Human-assisted Robotic Policy Refinement via Action Preference Optimization
Wenke Xia, Yichu Yang, Hongtao Wu, Xiao Ma, Tao Kong, Di Hu

TL;DR
This paper introduces Action Preference Optimization (APO), a human-assisted method to refine Vision-Language-Action models for robotics, enabling better failure correction and robustness in real-world manipulation tasks.
Contribution
The paper presents APO, a novel adaptive reweighting algorithm that improves VLA models by incorporating human interaction data for post-deployment refinement.
Findings
APO improves model robustness in simulation and real-world tasks.
The method effectively suppresses failure-prone actions.

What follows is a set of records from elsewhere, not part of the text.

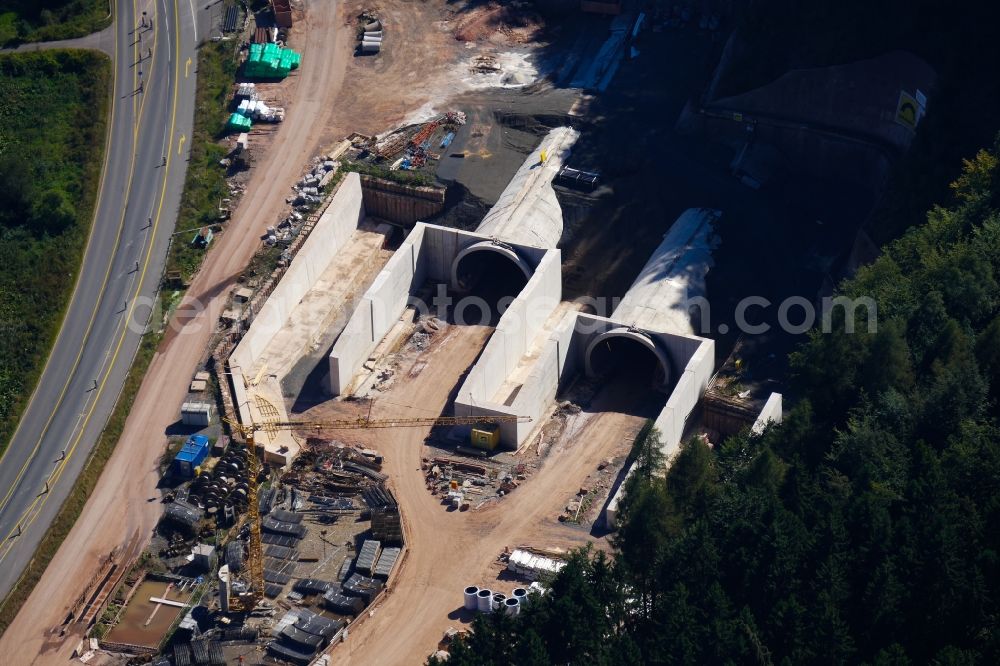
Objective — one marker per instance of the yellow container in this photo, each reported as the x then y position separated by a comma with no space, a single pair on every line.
485,436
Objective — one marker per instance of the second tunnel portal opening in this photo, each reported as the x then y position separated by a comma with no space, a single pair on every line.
487,281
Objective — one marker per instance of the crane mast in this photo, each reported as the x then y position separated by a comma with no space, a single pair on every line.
247,601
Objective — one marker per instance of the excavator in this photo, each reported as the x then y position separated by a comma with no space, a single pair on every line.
246,602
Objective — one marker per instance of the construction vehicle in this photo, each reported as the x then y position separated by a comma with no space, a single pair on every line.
246,601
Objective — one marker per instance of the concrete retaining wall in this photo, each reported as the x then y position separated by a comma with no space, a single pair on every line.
332,231
377,310
426,256
527,211
401,204
770,413
516,332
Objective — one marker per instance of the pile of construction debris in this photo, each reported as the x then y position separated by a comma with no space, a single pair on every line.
463,484
410,147
326,468
372,33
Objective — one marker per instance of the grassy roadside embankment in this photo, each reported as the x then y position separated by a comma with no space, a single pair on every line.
33,21
53,121
203,183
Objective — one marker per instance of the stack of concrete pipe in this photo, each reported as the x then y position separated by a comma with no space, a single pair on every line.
371,41
487,601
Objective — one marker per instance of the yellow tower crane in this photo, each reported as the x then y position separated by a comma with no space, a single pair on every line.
255,559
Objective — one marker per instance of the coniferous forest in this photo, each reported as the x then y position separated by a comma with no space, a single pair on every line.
863,529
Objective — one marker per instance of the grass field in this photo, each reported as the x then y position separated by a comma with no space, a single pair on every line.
53,108
205,183
46,20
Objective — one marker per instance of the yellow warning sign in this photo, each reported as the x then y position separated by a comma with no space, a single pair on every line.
908,111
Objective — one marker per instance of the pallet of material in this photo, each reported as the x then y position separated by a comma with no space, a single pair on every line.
279,540
343,604
280,552
386,562
365,588
313,586
368,556
274,526
288,653
287,516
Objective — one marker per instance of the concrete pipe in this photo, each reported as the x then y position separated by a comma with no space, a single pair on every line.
484,601
471,603
511,607
463,265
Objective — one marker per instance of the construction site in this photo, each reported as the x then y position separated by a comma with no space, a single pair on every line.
423,390
445,388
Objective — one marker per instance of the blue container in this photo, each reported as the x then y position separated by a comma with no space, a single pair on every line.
191,455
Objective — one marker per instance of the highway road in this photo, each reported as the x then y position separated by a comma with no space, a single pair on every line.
141,183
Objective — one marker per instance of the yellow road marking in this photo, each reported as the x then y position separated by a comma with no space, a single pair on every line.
107,275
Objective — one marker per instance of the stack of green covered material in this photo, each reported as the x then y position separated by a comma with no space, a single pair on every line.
270,61
239,123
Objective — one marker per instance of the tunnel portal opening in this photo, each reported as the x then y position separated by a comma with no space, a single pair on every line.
629,357
487,279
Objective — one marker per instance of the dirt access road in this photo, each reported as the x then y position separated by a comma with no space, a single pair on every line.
119,511
448,550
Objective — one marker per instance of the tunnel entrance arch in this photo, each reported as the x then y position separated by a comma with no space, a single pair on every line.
493,274
627,351
466,272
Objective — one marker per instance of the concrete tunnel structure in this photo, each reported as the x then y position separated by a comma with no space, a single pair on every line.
530,359
519,234
526,213
659,298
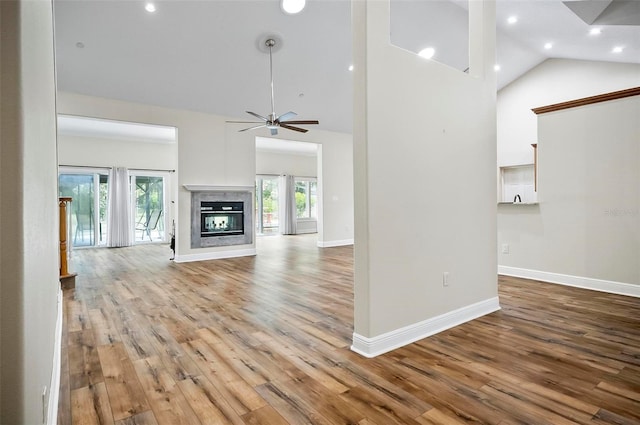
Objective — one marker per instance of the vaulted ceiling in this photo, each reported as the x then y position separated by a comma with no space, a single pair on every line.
207,55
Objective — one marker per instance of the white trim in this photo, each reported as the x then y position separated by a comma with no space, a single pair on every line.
54,385
372,347
329,244
218,255
609,286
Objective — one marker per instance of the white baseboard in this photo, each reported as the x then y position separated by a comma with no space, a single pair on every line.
329,244
372,347
217,255
54,385
609,286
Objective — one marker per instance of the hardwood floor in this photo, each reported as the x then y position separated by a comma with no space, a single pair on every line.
265,340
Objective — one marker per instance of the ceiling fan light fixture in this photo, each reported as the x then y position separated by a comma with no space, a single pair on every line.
292,7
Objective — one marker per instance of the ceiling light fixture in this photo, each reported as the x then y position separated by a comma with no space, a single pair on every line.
427,53
292,6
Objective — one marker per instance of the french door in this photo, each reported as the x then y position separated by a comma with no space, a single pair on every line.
148,201
88,209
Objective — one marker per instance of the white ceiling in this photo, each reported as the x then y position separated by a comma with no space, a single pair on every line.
203,55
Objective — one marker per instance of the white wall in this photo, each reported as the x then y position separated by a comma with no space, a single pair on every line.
586,230
285,163
532,232
553,81
424,143
103,152
212,152
30,319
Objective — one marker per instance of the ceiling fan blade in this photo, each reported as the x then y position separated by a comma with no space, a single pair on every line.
290,127
253,128
257,116
303,122
285,117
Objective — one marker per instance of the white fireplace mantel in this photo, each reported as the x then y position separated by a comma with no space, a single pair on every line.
212,188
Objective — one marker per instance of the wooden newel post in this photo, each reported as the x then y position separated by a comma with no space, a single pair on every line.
64,268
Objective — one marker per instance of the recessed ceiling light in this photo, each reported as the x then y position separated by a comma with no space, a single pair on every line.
293,6
427,53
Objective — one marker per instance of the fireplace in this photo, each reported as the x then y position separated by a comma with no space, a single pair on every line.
221,217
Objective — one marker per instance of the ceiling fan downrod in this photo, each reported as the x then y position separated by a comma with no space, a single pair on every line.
270,43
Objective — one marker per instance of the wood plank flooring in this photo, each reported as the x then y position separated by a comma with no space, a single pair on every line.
265,340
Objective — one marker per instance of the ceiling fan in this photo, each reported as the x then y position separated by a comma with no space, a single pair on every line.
273,121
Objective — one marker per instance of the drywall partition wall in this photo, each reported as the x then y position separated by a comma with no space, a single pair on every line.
553,81
30,306
284,163
420,220
586,230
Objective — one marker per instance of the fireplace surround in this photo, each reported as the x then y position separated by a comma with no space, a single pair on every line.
221,218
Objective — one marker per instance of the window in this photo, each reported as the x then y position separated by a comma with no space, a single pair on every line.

Enhanced generalization in dynamic environments.
Abstract
Establishing a reliable and iteratively refined robotic system is essential for deploying real-world applications. While Vision-Language-Action (VLA) models are widely recognized as the foundation model for such robotic deployment, their reliance on offline expert demonstrations critically limits their capacity for post-deployment refinement. To mitigate this limitation, we introduce Action Preference Optimization (APO), a method designed to refine VLA models by human-assisted preference alignment gathered through interaction with environments. This method begins with a human-robot collaboration framework for reliable failure correction and interaction trajectory collection through human intervention. However, directly leveraging these interaction trajectories for preference optimization is non-trivial due to the challenges of irreversible robotic actions and token distribution…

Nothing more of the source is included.